Tentang masa depan pekerjaan di Jepang, ada dua pandangan yang berbeda.
Pemerintah Tokyo ingin menerapkan minggu kerja empat hari. Mereka berharap ini bisa mengubah budaya kerja Jepang yang terkenal sangat berat dan mengurangi kasus "karoshi" atau mati karena kerja terlalu keras. Karena jumlah kelahiran menurun dan banyak orang stres, perubahan ini dianggap penting untuk ekonomi Jepang.
Tapi perdana menteri baru Jepang, Sanae Takaichi, punya gaya yang beda. Bulan ini, dia memanggil stafnya untuk rapat jam 3 pagi. Bukan karena ada keadaan darurat, tapi hanya untuk persiapan rapat di parlemen. Dia bilang ini perlu, meskipun tau merepotkan stafnya.
Setelah terpilih, Takaichi berkata dia akan "membuang kata ‘keseimbangan kerja-hidup’ untuk dirinya sendiri. Saya akan kerja, kerja, kerja, kerja, dan kerja." Dalam prakteknya, dia dilaporkan tidur cuma 2 jam semalam, kadang sampai 4 jam.
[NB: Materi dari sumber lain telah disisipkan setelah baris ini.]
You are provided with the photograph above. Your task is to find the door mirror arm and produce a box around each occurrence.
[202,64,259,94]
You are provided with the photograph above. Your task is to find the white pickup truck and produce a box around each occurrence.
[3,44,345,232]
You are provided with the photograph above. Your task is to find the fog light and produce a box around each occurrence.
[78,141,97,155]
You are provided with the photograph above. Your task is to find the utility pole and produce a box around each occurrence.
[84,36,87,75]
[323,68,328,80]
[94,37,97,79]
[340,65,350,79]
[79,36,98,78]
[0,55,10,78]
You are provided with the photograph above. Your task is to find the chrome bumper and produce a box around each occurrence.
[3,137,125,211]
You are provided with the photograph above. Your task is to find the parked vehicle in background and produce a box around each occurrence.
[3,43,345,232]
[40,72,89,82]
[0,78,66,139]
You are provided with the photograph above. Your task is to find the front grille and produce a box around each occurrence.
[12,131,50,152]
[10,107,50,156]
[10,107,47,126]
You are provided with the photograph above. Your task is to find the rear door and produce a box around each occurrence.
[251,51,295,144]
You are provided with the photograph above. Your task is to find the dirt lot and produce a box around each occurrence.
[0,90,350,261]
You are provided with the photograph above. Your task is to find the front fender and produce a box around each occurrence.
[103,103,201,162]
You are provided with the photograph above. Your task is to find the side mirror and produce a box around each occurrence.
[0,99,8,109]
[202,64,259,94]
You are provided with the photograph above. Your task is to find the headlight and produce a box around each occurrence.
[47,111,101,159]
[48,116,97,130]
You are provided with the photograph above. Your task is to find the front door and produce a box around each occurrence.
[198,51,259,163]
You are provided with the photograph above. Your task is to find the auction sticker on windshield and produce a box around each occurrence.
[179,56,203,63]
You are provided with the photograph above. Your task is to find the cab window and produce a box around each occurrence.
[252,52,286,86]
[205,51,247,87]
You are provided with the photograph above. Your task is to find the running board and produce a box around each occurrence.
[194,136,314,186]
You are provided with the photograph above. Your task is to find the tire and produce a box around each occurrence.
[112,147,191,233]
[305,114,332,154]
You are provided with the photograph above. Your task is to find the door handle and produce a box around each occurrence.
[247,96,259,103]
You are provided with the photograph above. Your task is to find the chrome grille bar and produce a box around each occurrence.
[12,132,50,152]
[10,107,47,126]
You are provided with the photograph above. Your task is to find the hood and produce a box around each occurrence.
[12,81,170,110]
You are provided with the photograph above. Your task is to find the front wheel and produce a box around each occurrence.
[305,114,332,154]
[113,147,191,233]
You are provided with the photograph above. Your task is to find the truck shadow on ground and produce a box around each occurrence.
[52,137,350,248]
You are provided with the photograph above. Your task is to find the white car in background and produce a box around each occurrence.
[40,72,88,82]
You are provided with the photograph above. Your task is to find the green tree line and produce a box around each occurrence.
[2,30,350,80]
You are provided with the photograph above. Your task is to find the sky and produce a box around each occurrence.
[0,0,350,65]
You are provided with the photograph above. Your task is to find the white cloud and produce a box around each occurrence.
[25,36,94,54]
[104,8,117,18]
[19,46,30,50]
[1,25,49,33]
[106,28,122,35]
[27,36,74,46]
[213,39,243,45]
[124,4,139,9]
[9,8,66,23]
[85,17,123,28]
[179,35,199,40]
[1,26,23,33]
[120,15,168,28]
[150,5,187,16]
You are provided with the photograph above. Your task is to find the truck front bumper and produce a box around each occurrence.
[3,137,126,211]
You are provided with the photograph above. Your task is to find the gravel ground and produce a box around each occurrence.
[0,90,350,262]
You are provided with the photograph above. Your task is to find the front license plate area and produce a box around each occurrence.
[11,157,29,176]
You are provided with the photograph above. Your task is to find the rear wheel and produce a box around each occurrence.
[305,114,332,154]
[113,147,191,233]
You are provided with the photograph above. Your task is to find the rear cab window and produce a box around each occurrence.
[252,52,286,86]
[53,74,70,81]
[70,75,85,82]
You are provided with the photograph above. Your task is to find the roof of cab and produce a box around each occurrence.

Dia akui ini mungkin tidak bagus untuk kulitnya.
Meskipun begitu, Takaichi bilang dia mendukung kebijakan yang melindungi kesehatan pekerja, walau dia sendiri tidak memberi contoh. Dia berkata idealnya orang bisa seimbangkan kerja, urusan anak, dan waktu santai.
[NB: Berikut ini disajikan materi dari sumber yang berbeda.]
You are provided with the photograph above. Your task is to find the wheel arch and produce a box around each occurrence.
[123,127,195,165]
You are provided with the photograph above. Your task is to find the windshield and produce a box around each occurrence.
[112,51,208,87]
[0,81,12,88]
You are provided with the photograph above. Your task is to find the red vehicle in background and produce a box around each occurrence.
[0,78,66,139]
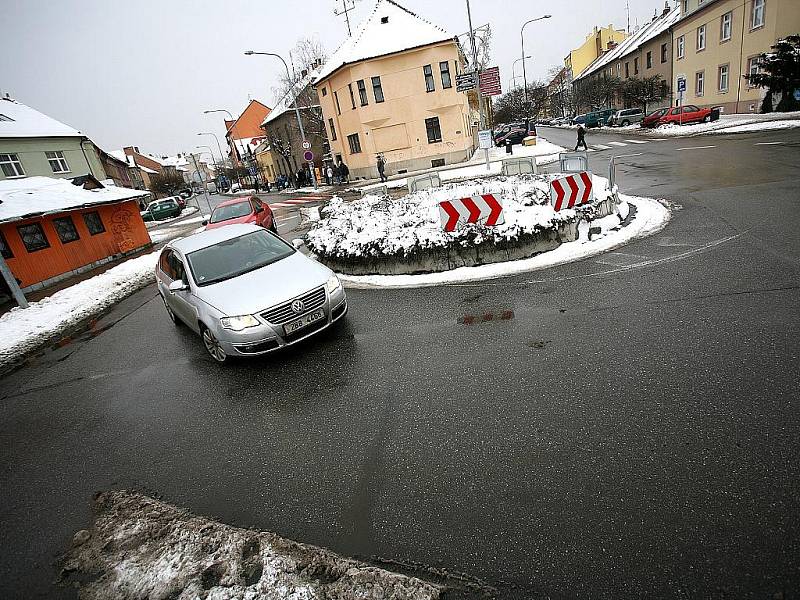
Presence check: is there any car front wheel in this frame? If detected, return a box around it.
[202,326,228,363]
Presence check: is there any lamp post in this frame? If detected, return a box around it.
[245,50,317,189]
[519,15,551,110]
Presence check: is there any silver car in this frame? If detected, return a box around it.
[156,225,347,363]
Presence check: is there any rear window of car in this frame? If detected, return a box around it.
[211,200,253,223]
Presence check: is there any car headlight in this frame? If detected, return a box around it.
[325,275,342,295]
[220,315,261,331]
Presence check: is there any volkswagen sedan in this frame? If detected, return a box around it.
[156,224,347,363]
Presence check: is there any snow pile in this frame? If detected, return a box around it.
[339,195,670,288]
[0,252,158,366]
[307,176,609,259]
[59,491,444,600]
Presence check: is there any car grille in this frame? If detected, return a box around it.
[261,287,325,325]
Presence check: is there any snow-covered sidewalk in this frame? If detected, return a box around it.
[339,195,670,288]
[0,252,158,366]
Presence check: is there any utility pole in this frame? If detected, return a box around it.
[333,0,356,37]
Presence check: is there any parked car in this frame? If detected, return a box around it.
[639,108,669,128]
[203,196,278,233]
[608,108,644,127]
[155,224,347,363]
[584,108,615,129]
[658,104,719,125]
[141,198,182,221]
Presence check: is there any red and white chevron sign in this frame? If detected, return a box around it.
[550,171,594,211]
[439,194,505,231]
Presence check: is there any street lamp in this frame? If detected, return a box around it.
[244,50,317,189]
[519,15,552,110]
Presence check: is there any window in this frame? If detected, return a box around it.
[0,154,25,177]
[439,61,453,90]
[372,77,383,102]
[719,65,730,92]
[328,118,336,142]
[697,25,706,52]
[422,65,436,92]
[44,150,69,173]
[425,117,442,144]
[750,0,767,29]
[719,12,733,42]
[356,79,369,106]
[0,231,14,258]
[347,133,361,154]
[53,217,80,244]
[17,223,50,252]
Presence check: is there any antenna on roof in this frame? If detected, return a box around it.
[333,0,356,37]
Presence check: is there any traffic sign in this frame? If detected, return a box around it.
[439,194,505,231]
[550,171,594,212]
[480,67,503,96]
[456,71,476,92]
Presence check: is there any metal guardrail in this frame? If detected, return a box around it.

Minggu kerja yang lebih pendek mungkin akan segera datang
Jumlah kelahiran di Jepang turun ke rekor terendah. Ini jadi ancaman besar untuk perekonomian.
Pendukung minggu kerja empat hari percaya ini bisa bantu tingkatkan angka kelahiran dengan memberi lebih banyak waktu untuk orang tua urus keluarga. Menurut IMF, separuh wanita Jepang yang punya sedikit anak alasannya termasuk karena beban rumah tangga yang akan bertambah.
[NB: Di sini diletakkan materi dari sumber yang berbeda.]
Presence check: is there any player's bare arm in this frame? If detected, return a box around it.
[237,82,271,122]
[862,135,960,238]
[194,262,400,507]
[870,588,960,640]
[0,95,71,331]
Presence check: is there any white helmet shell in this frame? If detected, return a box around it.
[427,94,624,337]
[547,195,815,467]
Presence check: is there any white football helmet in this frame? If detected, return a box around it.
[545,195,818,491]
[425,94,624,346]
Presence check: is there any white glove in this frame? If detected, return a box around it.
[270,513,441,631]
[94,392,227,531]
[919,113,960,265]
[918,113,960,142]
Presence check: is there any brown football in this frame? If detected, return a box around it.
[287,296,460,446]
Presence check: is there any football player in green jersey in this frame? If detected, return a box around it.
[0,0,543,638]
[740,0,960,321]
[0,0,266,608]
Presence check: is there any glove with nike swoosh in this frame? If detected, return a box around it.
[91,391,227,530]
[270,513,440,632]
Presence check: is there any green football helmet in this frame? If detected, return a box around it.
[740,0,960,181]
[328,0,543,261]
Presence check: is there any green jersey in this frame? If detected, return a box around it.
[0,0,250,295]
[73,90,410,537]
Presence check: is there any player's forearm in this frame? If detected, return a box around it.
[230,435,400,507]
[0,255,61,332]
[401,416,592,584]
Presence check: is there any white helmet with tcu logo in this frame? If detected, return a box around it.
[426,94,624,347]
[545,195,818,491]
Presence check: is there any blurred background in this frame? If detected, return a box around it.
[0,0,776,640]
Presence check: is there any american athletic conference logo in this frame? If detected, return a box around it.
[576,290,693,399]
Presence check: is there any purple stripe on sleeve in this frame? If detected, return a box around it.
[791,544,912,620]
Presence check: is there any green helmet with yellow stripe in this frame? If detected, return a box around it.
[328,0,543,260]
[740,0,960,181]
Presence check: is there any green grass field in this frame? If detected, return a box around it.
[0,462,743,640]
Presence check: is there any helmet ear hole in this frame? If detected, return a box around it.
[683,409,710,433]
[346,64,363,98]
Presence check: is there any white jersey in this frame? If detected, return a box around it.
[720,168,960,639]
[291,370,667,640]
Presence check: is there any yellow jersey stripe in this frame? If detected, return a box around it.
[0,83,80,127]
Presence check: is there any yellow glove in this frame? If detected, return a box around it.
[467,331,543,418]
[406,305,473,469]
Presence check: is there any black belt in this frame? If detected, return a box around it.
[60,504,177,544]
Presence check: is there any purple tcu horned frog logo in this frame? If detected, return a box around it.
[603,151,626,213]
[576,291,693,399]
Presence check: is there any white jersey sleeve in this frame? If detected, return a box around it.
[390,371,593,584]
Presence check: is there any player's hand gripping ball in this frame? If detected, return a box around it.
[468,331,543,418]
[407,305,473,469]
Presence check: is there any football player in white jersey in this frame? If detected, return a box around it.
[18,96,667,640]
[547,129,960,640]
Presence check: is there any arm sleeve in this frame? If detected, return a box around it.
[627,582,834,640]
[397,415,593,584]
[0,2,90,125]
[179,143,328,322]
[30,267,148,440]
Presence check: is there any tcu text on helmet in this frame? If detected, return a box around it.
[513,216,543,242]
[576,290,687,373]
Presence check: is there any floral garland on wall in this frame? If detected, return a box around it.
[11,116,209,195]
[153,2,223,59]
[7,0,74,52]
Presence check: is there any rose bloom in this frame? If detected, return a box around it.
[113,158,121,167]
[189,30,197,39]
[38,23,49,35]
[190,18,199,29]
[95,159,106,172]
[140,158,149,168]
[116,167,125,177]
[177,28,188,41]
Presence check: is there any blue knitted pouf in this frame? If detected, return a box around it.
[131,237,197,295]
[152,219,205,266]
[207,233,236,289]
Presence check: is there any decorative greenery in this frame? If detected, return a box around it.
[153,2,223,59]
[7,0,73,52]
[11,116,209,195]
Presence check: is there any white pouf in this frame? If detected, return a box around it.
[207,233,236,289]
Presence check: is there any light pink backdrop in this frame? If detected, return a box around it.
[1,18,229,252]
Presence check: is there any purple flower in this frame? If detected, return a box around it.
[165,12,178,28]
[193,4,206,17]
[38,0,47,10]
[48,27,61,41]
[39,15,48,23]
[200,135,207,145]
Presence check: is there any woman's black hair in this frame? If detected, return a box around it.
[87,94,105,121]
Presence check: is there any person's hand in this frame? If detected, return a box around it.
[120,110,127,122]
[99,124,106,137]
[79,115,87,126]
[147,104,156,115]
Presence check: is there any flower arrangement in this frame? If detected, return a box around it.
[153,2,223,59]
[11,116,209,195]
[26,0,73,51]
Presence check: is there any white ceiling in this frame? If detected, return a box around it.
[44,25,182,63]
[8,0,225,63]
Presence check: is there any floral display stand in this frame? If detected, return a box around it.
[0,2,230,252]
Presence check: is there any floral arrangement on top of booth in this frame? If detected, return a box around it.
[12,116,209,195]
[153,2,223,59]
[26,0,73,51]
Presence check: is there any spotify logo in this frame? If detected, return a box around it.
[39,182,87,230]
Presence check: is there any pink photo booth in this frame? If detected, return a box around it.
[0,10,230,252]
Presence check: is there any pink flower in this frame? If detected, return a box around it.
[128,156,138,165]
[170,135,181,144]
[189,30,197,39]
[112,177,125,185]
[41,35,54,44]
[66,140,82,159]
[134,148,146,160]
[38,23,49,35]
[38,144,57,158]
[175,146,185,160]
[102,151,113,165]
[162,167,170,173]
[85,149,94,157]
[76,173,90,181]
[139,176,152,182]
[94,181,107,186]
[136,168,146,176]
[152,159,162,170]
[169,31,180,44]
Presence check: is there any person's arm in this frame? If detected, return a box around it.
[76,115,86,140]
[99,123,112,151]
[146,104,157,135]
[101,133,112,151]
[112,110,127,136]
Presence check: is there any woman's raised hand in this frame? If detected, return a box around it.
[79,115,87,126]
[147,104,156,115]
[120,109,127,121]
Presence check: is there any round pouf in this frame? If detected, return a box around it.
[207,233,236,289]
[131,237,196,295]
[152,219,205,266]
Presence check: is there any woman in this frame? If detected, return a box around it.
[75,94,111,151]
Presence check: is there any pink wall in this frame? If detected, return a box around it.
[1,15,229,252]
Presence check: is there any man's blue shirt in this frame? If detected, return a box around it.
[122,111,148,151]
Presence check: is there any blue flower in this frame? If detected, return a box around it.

Dengan adanya kecerdasan buatan (AI) yang mengubah tempat kerja, para ahli teknologi bilang jadwal kerja yang lebih pendek mungkin datang lebih cepat dari yang kita kira. Bahkan Bill Gates dari Microsoft pernah bertanya, apakah kita nanti akan kerja cuma 2 atau 3 hari dalam seminggu?